DEUS é secundário. Muito bem dito por Marcelo Mastroiani, em sua entrevista para o Canal 6. Deus é dispensável: se todas as pessoas tivessem consciência disso, o mundo andaria bem melhor. A religião é a maior forma de institucionalizar a alienação que há na face da Terra. Como dizia Karl Marx, ela (a santa religião) traduz o ópio de povo. E "tantas voltas dá o mundo" (cite-se Custódio Mesquita), que, hoje, o marxismo é o ópio da Igreja Católica.
Temos de santificar os pagãos - com a devida urgência. A entrevista com o belo ator possui dois aspectos importantes. No primeiro deles, está lúcido o modo de editar: em vez da dublagem, genericamente aceita, Marcelo fala no seu italiano e acompanham-no as legendas. Com isso, a reportagem de Roberto D'Ávila ganha muito maior autenticidade. No segundo, são as próprias idéias do ator. Trata-se de uma personalidade altamente civilizada. E tem humor (este, aliás, o primeiro traço de civilização - quem não tem senso de humor que lave roupa ou outras coisas menos declináveis).
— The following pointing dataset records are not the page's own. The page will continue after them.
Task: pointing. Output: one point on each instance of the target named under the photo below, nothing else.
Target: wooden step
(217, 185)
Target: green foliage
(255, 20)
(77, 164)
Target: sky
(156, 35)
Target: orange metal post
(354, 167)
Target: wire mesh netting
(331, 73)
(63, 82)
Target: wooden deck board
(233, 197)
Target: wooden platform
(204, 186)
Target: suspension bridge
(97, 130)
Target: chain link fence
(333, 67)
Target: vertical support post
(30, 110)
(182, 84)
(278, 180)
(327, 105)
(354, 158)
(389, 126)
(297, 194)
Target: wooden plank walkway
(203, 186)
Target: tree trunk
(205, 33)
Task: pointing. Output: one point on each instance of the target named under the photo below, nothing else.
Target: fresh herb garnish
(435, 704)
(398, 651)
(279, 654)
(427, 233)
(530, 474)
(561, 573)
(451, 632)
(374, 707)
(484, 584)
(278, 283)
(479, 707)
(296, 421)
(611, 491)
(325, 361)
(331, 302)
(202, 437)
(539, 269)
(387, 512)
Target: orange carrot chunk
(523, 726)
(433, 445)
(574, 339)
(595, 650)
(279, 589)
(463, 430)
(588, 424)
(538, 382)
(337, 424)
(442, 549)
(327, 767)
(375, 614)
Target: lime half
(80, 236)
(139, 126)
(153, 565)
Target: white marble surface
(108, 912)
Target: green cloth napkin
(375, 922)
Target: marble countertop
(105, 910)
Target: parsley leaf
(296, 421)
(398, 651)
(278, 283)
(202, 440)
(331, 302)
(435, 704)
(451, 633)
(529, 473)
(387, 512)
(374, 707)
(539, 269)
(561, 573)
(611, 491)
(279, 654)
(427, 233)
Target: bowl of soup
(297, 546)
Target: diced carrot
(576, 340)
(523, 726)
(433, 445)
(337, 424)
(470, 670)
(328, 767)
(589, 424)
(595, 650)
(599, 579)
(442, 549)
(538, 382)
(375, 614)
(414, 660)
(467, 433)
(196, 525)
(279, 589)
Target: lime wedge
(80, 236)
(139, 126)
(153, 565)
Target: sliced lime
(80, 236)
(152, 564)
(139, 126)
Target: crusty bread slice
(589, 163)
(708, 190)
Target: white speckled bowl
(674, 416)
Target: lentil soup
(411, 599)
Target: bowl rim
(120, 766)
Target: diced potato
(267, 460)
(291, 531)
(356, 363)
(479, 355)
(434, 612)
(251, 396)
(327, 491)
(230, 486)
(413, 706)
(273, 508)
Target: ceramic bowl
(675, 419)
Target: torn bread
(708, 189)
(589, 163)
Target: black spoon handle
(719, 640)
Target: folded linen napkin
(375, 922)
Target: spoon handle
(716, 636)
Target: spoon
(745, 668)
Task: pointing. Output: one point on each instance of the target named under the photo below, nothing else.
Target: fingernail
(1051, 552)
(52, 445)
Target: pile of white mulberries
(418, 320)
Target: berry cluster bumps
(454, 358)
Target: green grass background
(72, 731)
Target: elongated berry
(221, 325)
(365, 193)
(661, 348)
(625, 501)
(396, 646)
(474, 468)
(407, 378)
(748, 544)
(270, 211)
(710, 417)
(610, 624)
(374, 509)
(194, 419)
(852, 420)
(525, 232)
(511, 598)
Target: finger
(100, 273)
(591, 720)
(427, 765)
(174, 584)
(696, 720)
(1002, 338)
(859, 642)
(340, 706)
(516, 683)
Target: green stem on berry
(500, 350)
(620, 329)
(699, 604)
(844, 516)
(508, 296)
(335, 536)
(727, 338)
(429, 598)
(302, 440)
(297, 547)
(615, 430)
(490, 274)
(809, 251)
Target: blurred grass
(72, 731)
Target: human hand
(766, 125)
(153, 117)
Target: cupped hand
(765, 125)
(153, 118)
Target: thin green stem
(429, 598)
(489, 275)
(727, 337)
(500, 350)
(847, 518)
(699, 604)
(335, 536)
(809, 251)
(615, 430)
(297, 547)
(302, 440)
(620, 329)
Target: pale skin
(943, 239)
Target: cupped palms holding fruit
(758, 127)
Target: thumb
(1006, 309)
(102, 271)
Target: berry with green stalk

Mastroiani, da varanda, olha para Roma e, dela fala mal. Como nós, cariocas, do nosso inefável Rio de Janeiro. O Rio do Corcovado e da velha Lapa. Ele fala de Visconti e de Fellini. Compara-os muito certo. Em suma, fala de mulheres, de arte, de cidades e, especialmente, do primado da Vida. Um programa desses demonstra como é possível haver mais idéias na TV. Por que não entrevistar outros grandes atores, diretores etc.- sempre se esquivando da maldita dublagem. São seres civilizados - sempre terão, muito mais a dizer do que os "animadores".
O artista, em geral, como lateja Marcelo, tem um pacto com a inteligência; outros, até, com a vivência como pendura das expressões verbais. O Canal 6 lavrou um tento - esperamos outros.